Vegetarians International Voice for Animals

Judi Dench


From an early age, Dench received considerable exposure to the world of acting and pursued this vocation by studying at London's Central School of Speech Training and Dramatic Art. She made her stage debut in 1957 as Ophelia in Hamlet, and went on to play several roles in Shakespeare's plays, including  Juliet and Lady Macbeth. Although most of her work during this period was in theatre, she also branched into film work, and won a BAFTA Award as Most Promising Newcomer. She also performed in musical roles, starring in the London premiere of Cabaret in 1968. Over the next two decades, Dench established herself as one of the most significant British theatre performers, working for the National Theatre Company and the Royal Shakespeare Company.

She achieved success in television during this period, in the series A Fine Romance from 1981 until 1984, and in 1992 got a starring role in the television romantic comedy series As Time Goes By. Her film appearances were infrequent and included supporting roles in major films such as A Room with a View (1986) opposite Maggie Smith, but then she was cast as M in  GoldenEye (1995), a role she continued to play in James Bond films until Skyfall (2012). She then received several accolades, including her first Oscar nomination for her role as Queen Victoria in Mrs. Brown (1997) and the following year won the Academy Award for Best Supporting Actress for Shakespeare in Love. A seven-time Oscar nominee, she has also received nominations for her roles in Chocolat (2000), Iris (2001), Mrs Henderson Presents (2005), Notes on a Scandal (2006), and Philomena (2013).

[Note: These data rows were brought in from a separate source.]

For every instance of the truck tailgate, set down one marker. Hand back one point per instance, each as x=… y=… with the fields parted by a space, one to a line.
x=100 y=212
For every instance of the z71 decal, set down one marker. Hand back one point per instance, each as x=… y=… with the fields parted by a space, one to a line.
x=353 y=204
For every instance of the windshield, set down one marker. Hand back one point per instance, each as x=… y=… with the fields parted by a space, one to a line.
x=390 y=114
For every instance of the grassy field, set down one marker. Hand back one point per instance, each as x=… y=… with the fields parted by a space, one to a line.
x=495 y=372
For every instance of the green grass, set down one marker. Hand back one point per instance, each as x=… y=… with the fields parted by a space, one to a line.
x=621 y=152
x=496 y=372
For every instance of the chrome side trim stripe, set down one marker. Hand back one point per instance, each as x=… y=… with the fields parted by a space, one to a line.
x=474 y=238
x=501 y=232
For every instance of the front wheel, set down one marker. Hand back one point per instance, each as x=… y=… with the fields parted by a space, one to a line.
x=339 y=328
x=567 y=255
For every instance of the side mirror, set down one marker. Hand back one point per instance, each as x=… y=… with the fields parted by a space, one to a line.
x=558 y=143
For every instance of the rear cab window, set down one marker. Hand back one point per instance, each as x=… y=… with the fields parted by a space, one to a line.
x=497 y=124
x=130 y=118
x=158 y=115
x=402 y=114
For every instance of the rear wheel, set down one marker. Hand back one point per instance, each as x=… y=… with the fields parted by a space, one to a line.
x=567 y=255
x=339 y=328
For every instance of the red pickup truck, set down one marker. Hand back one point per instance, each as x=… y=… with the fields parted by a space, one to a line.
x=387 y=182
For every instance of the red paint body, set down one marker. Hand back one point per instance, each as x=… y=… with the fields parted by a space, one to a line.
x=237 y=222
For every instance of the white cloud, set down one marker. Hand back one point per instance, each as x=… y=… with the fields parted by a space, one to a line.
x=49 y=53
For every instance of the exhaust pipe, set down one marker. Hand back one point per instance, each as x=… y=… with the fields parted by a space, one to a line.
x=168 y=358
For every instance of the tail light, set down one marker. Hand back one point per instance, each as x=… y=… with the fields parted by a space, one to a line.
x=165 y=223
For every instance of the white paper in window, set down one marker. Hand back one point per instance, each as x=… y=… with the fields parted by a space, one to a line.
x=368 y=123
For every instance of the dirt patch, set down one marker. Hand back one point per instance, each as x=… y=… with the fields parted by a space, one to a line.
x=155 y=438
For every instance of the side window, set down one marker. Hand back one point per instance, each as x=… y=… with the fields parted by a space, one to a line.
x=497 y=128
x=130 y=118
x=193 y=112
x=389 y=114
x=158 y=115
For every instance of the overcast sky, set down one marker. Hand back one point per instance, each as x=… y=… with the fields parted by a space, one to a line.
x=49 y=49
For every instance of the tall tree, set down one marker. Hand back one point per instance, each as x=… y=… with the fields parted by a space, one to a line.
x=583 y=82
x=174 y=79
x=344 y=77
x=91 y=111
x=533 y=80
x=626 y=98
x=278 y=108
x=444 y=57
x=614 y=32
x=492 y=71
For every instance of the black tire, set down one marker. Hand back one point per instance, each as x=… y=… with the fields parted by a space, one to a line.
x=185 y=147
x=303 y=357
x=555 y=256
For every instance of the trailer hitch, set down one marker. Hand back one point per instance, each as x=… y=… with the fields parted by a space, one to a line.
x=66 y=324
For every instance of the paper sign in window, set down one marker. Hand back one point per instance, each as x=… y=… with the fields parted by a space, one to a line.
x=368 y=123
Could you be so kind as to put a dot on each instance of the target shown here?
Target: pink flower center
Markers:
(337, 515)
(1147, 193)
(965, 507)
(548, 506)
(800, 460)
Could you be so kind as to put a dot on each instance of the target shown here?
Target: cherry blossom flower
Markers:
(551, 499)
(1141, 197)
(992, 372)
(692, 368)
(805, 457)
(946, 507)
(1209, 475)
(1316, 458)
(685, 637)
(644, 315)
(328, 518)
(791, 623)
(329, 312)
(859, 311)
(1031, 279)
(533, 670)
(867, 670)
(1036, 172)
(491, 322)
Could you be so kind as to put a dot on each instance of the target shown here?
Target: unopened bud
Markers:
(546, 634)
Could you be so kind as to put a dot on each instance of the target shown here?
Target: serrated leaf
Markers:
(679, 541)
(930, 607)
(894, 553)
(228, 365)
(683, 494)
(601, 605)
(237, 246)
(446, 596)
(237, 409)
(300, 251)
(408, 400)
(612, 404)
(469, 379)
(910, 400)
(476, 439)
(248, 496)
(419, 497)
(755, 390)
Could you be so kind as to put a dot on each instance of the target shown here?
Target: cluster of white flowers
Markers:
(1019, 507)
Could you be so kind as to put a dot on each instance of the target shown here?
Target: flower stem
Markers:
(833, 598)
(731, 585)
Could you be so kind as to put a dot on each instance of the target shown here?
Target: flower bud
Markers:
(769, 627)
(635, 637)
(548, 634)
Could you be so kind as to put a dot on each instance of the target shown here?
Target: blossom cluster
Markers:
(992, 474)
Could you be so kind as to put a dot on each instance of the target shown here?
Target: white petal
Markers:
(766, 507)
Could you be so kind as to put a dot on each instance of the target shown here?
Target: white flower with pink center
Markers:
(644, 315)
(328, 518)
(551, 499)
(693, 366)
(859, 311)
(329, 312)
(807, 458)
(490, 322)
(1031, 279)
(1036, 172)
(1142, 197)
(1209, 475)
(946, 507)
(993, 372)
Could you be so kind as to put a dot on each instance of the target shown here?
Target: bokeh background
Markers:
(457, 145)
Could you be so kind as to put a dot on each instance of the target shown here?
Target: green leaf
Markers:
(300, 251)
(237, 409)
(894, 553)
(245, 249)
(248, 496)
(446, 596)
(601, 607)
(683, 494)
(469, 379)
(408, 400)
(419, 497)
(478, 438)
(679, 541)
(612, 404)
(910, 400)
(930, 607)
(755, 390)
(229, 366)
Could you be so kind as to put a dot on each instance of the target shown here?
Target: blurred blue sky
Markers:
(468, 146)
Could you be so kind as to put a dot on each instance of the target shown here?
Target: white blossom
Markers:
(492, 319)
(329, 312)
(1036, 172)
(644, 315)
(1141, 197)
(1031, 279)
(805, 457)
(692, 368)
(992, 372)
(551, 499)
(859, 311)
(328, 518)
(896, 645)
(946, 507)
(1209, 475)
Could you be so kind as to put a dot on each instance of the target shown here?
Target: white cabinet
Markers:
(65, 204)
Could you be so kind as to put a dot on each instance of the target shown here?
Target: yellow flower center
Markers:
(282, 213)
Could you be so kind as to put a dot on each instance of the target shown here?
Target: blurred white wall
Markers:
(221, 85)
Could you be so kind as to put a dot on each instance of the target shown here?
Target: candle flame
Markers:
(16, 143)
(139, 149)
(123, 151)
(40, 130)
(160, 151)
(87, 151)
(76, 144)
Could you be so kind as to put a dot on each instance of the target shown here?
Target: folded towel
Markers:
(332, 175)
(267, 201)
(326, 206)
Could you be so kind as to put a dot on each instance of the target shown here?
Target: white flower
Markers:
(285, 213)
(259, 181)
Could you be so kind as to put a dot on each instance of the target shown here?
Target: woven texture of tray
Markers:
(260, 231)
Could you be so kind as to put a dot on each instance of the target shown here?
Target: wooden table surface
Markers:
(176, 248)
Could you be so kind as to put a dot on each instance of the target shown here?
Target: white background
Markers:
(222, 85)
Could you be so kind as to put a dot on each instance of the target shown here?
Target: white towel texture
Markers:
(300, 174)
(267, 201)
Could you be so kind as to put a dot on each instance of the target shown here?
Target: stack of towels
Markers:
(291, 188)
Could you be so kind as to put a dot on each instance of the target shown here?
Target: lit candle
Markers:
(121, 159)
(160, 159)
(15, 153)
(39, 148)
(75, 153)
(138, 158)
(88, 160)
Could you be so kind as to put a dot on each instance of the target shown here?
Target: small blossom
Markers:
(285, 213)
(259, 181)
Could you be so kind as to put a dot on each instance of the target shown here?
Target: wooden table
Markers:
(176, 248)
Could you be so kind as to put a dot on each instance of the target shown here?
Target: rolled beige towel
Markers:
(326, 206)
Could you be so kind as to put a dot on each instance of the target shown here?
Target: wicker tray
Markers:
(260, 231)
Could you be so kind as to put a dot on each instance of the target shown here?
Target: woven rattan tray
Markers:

Aside from her achievements in acting, Dench has shown support for animal rights, signing a petition calling for the sale of animal-tested cosmetic products to be banned. In support of 'Cruelty-Free 2013', which urged European Union (EU) politicians to keep the pledge to make the selling of such beauty products illegal, Judi said: "Using animals to test cosmetics is cruel and should be stopped. These days there are other means of testing which do not involve animal suffering."